Мицкевич знает, что земные средства неизбежны и необходимы для того, чтобы совершить что-либо на грешной земле, но он совершает все это так, как будто за пределами земли существует еще что-то, что с магнетической силой привлекает его мысли и чувства. Идея еврейского легиона беспокоит также супругу Садыка-паши. Всяческие подозрения зарождаются в трезвой и практической голове госпожи Людвики. «Дорогой мой, – признается она уже после кончины Мицкевича мужу, – часто мне приходила мысль, я доверю ее только тебе, ибо тебе она, быть может, тоже взбредала на ум; если бы он еще жил, то я бы не сказала даже тебе: быть может, и Мицкевича origine[262]262
Происхождение.
[Закрыть] было таким, или происхождение его семейства, или его жены, ибо откуда такая его любовь к Израилю?
Никогда, однако, этой мысли не имела, пока, читая ему твое письмо, не дошла до «паршивого жида»; как он задрожал, как возмутился, не знаю, можно ли вчуже так любить, а может быть, он так любил свой замысел и идеи свои?» (Письмо от 16 января 1856 года.)
А он и впрямь любил свой замысел, мечту свою и поэтому искал воплощения для этой своей любви, поэтому впадал в гнев, когда земные обстоятельства становились ему наперекор. Влетело от него и Чайковскому за его сопротивление в деле легиона Израиля. Садык-паша жаловался потом в своих «Мемуарах»: «Адам Мицкевич был душой этой комбинации и руководил всей работой и письменно дал мне нагоняй за то, что я написал своей жене, что это будет неслыханный ужас – видеть вооруженных евреев бок о бок с казаками под командой польского шляхтича».
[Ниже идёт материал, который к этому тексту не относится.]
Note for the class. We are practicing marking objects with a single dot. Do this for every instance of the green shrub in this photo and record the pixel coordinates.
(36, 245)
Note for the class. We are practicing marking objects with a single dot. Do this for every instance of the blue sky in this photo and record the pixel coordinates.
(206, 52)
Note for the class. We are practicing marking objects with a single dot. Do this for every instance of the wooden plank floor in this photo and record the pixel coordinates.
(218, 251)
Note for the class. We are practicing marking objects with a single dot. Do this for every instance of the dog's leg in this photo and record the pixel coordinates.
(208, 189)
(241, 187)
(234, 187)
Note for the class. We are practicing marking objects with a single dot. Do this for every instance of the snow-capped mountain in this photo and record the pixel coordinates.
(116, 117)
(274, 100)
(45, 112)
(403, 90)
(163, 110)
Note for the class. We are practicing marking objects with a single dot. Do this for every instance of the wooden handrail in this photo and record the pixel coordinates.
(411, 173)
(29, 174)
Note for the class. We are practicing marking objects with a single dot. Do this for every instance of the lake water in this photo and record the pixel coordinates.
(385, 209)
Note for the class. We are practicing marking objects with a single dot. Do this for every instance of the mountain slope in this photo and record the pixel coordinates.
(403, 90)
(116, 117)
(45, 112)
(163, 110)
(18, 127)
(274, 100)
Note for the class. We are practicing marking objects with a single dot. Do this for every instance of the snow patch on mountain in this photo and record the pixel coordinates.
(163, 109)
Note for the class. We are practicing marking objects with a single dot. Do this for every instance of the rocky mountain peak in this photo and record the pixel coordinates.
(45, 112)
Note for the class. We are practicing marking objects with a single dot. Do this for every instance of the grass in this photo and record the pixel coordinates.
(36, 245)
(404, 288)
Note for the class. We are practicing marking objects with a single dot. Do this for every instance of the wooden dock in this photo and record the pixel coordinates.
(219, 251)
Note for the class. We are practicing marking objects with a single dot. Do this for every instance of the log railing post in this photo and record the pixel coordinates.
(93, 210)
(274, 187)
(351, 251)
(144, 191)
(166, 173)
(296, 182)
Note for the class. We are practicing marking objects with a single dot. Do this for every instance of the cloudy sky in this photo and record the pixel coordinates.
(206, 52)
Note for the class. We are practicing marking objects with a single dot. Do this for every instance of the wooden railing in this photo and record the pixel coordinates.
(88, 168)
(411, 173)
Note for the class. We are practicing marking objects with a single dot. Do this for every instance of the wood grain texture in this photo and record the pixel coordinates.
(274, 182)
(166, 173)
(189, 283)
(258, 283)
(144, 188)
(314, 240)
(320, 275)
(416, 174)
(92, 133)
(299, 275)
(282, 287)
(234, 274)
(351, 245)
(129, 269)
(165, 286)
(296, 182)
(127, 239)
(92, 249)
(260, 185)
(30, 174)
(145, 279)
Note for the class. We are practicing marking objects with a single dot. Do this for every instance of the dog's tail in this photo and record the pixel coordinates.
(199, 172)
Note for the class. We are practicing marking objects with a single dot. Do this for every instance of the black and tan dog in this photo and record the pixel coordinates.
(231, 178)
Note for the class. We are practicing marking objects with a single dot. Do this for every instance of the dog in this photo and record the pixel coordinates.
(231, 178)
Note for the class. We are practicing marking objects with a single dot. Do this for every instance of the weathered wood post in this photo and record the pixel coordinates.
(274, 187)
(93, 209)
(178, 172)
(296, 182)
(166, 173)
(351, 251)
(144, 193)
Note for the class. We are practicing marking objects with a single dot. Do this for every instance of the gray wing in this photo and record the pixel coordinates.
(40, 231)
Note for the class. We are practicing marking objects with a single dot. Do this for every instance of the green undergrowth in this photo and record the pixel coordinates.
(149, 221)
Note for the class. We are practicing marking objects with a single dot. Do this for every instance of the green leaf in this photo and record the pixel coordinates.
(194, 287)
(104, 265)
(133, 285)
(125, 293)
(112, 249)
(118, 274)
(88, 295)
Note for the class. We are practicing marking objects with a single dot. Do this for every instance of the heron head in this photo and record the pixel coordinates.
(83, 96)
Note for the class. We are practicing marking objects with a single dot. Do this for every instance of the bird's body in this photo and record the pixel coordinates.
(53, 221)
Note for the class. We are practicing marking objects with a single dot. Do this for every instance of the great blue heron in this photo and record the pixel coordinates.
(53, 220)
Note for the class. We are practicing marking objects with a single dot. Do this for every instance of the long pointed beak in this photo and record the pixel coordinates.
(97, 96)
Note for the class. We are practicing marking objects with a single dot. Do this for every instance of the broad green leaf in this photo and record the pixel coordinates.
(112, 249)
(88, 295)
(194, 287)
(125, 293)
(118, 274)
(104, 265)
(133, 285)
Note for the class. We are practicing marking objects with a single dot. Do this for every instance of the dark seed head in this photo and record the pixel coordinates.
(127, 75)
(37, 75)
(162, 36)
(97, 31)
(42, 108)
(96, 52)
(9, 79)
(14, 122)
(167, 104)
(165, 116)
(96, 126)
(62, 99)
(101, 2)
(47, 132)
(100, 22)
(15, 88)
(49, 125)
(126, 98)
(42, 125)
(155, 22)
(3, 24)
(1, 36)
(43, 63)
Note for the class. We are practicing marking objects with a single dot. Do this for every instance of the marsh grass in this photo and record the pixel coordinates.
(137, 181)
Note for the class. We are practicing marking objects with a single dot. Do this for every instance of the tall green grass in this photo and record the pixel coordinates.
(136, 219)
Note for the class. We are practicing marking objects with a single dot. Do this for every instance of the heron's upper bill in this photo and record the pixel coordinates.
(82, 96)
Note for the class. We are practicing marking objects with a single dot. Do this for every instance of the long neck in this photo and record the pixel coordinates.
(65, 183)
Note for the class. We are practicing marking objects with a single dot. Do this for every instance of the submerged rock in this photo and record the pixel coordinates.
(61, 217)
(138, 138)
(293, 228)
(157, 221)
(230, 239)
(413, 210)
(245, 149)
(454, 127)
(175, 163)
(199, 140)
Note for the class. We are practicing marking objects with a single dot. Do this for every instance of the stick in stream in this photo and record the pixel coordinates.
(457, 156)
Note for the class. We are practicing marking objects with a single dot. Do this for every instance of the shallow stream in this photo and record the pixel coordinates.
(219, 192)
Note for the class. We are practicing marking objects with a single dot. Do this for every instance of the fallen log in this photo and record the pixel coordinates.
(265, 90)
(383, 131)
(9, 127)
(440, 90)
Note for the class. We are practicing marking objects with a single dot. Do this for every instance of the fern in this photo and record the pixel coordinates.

Вот и создавай тут легион! Облачай его в мундиры оттоманских казаков и приказывай ему маршировать в польское отечество и дефилировать под окнами шляхетских усадеб, чуть ли не с маюфесами на устах!
* * *
Князь Владислав Чарторыйский выехал из Константинополя, не простившись с Мицкевичем. В день отъезда он получил от Мицкевича письмо, в котором поэт говорил без обиняков, не скупясь на упреки и горькие укоризны.
«Ты предстал здесь, князь, – писал он (письмо от 19 ноября 1855 года), – не как представитель или один из представителей польского дела, но как доверенный агент пана Владислава Замойского, присланный для того, чтобы вредить Садыку-паше… Идеалом пана Замойского было, как видно, стать генералом британской службы. Этого он достиг. Предназначение его, – прибавлял с иронией, – приближается к своим пределам. Но каково может быть положение ваше под главенством этого генерала, какова может быть будущность нации? Не вижу никакой!»
В тот же день он писал Северину Галензовскому[263]263
Северин Галензовский (1801–1878) – хирург, деятель польской эмиграции, директор польской школы в Париже.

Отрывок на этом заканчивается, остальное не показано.